Mitt Romney has been known for some convoluted, contradictory, and downright confounding positions on the issues, but even by his standards, his position on health care is a mess.

Romney's original position was that the individual mandate he imposed through his state-based reform law was a "tax penalty," which he strongly favored. This week, however, the Republican's campaign switched gears, saying the policy is a "penalty," but not a "tax."

Yesterday, in an interview with CBS News, Romney rejected his own campaign's policy position, saying the mandate is a "tax" after all.

As if this weren't quite enough, in a remarkable feat of political jujitsu, the Republican now believes it's a tax when President Obama does it, but the identical policy is not a tax when Mitt Romney does it.

Indeed, even though he's already called his own penalty a tax, Romney added, "Massachusetts' mandate was a mandate, was a penalty, was described that way by the legislature and by me, and so it stays as it was." Why?
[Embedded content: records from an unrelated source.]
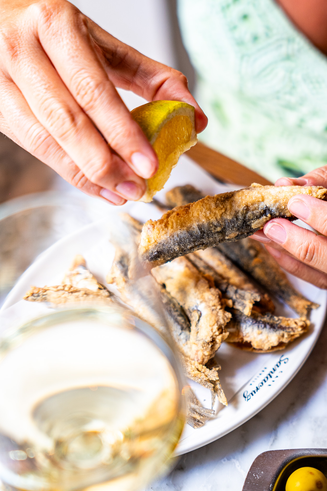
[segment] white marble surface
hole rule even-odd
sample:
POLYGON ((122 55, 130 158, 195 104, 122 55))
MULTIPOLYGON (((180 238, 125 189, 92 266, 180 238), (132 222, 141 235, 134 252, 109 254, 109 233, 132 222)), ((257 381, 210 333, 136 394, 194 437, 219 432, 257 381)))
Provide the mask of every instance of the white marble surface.
POLYGON ((266 450, 327 448, 327 323, 297 375, 268 406, 219 440, 182 456, 147 491, 241 491, 266 450))

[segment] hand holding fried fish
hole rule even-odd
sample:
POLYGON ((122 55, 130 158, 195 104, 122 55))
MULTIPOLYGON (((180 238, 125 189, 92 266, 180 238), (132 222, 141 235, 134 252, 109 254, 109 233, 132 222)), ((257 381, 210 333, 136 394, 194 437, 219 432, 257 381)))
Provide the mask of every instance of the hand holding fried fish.
MULTIPOLYGON (((323 186, 327 187, 327 165, 315 169, 298 179, 282 178, 279 186, 323 186)), ((253 239, 265 244, 278 264, 289 273, 320 288, 327 288, 327 203, 305 195, 299 195, 288 204, 293 215, 310 225, 314 232, 274 219, 253 239)))
POLYGON ((290 198, 299 193, 322 199, 327 190, 320 186, 263 186, 207 196, 168 212, 144 225, 139 246, 149 267, 222 242, 252 235, 276 217, 294 219, 288 210, 290 198))
POLYGON ((319 305, 297 292, 275 260, 261 244, 247 237, 218 247, 258 283, 287 303, 301 317, 308 317, 319 305))

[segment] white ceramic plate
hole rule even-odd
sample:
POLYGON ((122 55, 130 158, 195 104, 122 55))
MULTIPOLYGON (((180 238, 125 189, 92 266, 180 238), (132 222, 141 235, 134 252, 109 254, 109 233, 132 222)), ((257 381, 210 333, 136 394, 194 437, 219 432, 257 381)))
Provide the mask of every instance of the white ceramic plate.
MULTIPOLYGON (((181 158, 165 187, 193 184, 208 194, 222 192, 237 187, 220 184, 185 157, 181 158)), ((157 194, 164 201, 164 192, 157 194)), ((123 209, 134 217, 146 220, 156 219, 160 213, 151 205, 128 203, 123 209)), ((117 209, 112 209, 113 214, 117 209)), ((121 208, 118 210, 122 211, 121 208)), ((76 254, 82 254, 88 267, 101 283, 113 259, 114 248, 109 241, 110 218, 87 225, 61 239, 43 252, 25 272, 9 293, 0 311, 2 328, 20 317, 26 318, 48 311, 43 304, 21 299, 31 285, 43 286, 58 284, 76 254)), ((327 292, 290 275, 294 286, 308 298, 321 304, 311 314, 312 325, 304 336, 282 352, 258 355, 242 352, 223 344, 217 358, 222 365, 220 378, 228 406, 218 404, 216 415, 201 428, 194 430, 186 425, 176 449, 176 454, 185 453, 220 438, 249 419, 265 407, 290 382, 302 365, 318 339, 325 320, 327 292)), ((277 315, 296 315, 287 306, 276 302, 277 315)), ((209 391, 191 382, 198 398, 210 407, 209 391)))

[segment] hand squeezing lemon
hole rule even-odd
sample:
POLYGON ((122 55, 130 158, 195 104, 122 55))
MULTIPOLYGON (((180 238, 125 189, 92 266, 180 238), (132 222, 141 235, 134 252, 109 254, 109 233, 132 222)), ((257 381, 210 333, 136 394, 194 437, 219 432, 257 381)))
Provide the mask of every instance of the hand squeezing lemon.
POLYGON ((154 101, 136 108, 131 115, 142 128, 159 161, 158 170, 147 180, 147 191, 139 200, 149 203, 162 189, 180 155, 198 141, 194 108, 178 101, 154 101))

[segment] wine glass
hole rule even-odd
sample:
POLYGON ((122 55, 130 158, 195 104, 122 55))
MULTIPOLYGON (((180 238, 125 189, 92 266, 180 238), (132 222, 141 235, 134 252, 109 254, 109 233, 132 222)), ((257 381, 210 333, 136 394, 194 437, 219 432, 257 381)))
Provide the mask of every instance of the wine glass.
POLYGON ((162 475, 185 419, 169 340, 126 306, 82 304, 0 340, 0 479, 26 491, 134 491, 162 475))

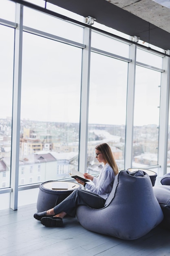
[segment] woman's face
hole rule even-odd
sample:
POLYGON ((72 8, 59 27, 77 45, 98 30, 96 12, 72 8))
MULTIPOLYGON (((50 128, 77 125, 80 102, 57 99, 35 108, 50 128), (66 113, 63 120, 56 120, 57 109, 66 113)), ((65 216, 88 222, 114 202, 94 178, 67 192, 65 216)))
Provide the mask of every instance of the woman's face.
POLYGON ((106 163, 106 161, 104 158, 103 153, 98 149, 95 150, 95 153, 96 154, 96 158, 97 158, 99 163, 104 163, 104 164, 106 163))

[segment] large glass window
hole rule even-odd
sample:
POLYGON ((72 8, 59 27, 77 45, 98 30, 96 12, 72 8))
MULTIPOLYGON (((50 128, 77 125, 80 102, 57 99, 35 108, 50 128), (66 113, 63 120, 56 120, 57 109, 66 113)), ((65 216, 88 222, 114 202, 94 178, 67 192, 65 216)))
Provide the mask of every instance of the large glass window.
POLYGON ((128 64, 92 53, 88 114, 88 168, 98 173, 101 166, 94 148, 106 142, 119 170, 124 168, 128 64))
POLYGON ((129 45, 94 31, 92 32, 91 46, 117 55, 129 56, 129 45))
POLYGON ((132 167, 158 164, 161 73, 137 66, 132 167))
POLYGON ((26 7, 24 8, 24 26, 69 40, 83 43, 83 28, 81 27, 26 7))
POLYGON ((0 188, 10 186, 14 29, 0 25, 0 188))
POLYGON ((1 0, 0 8, 0 18, 15 22, 15 3, 10 1, 10 0, 1 0))
POLYGON ((68 177, 78 168, 82 50, 26 32, 23 43, 19 184, 68 177))

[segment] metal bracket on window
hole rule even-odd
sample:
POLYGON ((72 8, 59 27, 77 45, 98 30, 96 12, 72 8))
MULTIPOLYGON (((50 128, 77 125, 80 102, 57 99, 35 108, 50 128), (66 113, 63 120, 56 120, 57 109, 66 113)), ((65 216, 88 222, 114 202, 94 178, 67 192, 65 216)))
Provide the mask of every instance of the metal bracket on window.
POLYGON ((91 16, 88 16, 85 18, 85 23, 91 26, 94 24, 95 20, 96 19, 95 18, 92 18, 91 16))
POLYGON ((135 42, 135 43, 138 43, 139 38, 140 38, 139 37, 139 36, 134 36, 131 37, 131 40, 133 42, 135 42))
POLYGON ((170 50, 165 50, 165 53, 167 55, 170 55, 170 50))

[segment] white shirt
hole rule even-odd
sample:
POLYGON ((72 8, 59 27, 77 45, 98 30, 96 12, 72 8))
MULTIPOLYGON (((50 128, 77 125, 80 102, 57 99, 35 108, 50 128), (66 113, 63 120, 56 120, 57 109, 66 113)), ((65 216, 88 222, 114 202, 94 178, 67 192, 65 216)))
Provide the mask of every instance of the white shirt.
POLYGON ((115 177, 112 168, 107 163, 102 169, 98 177, 93 177, 92 181, 94 185, 87 183, 85 187, 104 199, 106 199, 112 189, 115 177))

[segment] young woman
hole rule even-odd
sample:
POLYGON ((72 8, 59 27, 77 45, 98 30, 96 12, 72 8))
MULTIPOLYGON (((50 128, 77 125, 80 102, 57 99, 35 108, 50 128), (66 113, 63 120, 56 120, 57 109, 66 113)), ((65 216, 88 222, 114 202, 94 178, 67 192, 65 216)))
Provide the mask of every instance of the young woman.
POLYGON ((86 205, 99 209, 104 206, 106 200, 110 193, 115 175, 118 173, 117 165, 110 148, 106 143, 98 145, 95 148, 96 157, 104 166, 97 178, 84 173, 86 179, 91 180, 93 184, 88 184, 76 179, 77 181, 88 190, 74 190, 62 202, 53 208, 34 213, 34 217, 40 220, 46 227, 62 227, 63 218, 66 214, 75 217, 76 208, 79 205, 86 205))

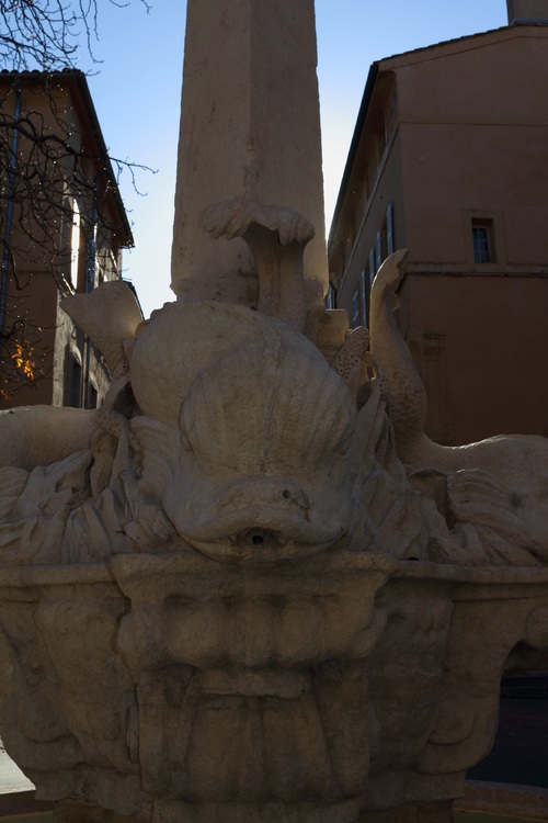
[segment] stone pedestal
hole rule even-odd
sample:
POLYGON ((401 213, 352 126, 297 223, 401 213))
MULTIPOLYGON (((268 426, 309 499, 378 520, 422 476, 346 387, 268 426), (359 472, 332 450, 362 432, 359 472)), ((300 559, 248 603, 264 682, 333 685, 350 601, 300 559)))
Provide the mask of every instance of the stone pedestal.
POLYGON ((361 818, 359 823, 453 823, 453 800, 372 812, 361 818))
POLYGON ((201 226, 205 208, 233 198, 302 214, 316 229, 305 279, 327 291, 316 63, 313 0, 189 0, 172 250, 179 298, 248 302, 238 286, 253 281, 246 244, 201 226))

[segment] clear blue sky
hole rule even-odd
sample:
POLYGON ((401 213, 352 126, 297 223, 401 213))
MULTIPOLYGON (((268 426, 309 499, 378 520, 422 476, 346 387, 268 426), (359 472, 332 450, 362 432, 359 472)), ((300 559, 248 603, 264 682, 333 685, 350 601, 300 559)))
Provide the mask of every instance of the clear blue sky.
MULTIPOLYGON (((147 196, 134 193, 128 176, 121 181, 136 240, 124 256, 125 275, 147 316, 174 298, 169 283, 185 12, 185 0, 156 0, 148 13, 138 0, 126 8, 101 0, 94 50, 102 63, 89 79, 111 154, 157 169, 138 176, 147 196)), ((505 0, 316 0, 316 16, 329 229, 370 64, 506 25, 507 16, 505 0)), ((88 59, 81 68, 89 68, 88 59)))

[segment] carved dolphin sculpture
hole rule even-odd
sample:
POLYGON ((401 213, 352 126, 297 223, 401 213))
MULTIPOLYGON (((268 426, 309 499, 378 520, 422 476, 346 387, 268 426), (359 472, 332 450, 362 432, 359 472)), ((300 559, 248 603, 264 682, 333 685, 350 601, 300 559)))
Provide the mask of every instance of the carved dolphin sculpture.
POLYGON ((344 539, 355 401, 307 338, 244 306, 176 304, 129 365, 141 487, 189 543, 262 564, 344 539))
MULTIPOLYGON (((398 329, 396 289, 407 250, 391 255, 373 284, 370 349, 389 383, 389 416, 396 449, 411 477, 445 477, 450 520, 484 527, 524 553, 548 560, 548 440, 511 435, 467 446, 434 443, 424 433, 426 393, 398 329), (432 471, 434 470, 434 471, 432 471)), ((427 485, 427 484, 426 484, 427 485)), ((511 556, 509 562, 516 562, 511 556)))

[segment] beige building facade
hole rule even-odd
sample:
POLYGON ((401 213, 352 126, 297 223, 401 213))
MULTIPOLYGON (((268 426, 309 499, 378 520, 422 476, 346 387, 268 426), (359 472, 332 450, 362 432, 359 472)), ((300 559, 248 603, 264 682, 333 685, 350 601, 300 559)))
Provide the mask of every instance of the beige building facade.
POLYGON ((2 405, 93 408, 109 373, 59 301, 121 278, 133 237, 88 83, 3 71, 0 101, 2 405), (13 376, 18 352, 33 380, 13 376))
POLYGON ((515 0, 507 27, 372 66, 331 228, 330 300, 352 326, 367 325, 380 262, 409 249, 399 325, 426 384, 427 433, 443 443, 548 435, 537 7, 515 0))

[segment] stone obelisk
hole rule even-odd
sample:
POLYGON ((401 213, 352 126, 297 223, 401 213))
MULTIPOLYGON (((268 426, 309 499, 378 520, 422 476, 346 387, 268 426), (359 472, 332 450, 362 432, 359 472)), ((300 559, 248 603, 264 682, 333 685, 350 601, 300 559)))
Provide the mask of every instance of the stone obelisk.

Because he says so.

Making matters slightly worse, the GOP presidential hopeful justifies this by citing a Supreme Court ruling he thinks is wrong -- except on one narrow point, when he supports the decision he opposes.

Remember, Americans are supposed to be able to take this guy seriously on health care policy.

Ezra makes a compelling case today that Romney's ridiculous rhetorical gymnastics really don't matter, since this is ultimately a semantics debate anyway. It's a fair point, but there are a couple of angles to this with some political salience.


For one thing, we have another example of the GOP base, furious with Romney, forcing the candidate to reject his own rhetoric and policy background, basically just to make the activist wing happy. That Romney is trying to execute a rare flip-flop-flip doesn't seem to matter -- conservatives wanted the campaign to call the policy a "tax," not a "penalty," so the pro-mandate, pro-tax penalty former governor is doing as he's told to do.

It's not exactly a display that screams "strength."

For another, this continues to be a farcical Republican game. Why in the world should this foolish semantics fight matter to anyone? Because for the next four months, GOP attack ads want to make two contradictory points at the same time: (1) Obama raised middle class taxes when he approved this penalty; and (2) Romney didn't raise middle class taxes when he approved the identical penalty.

It's what led Romney to twist himself in a pretzel yesterday.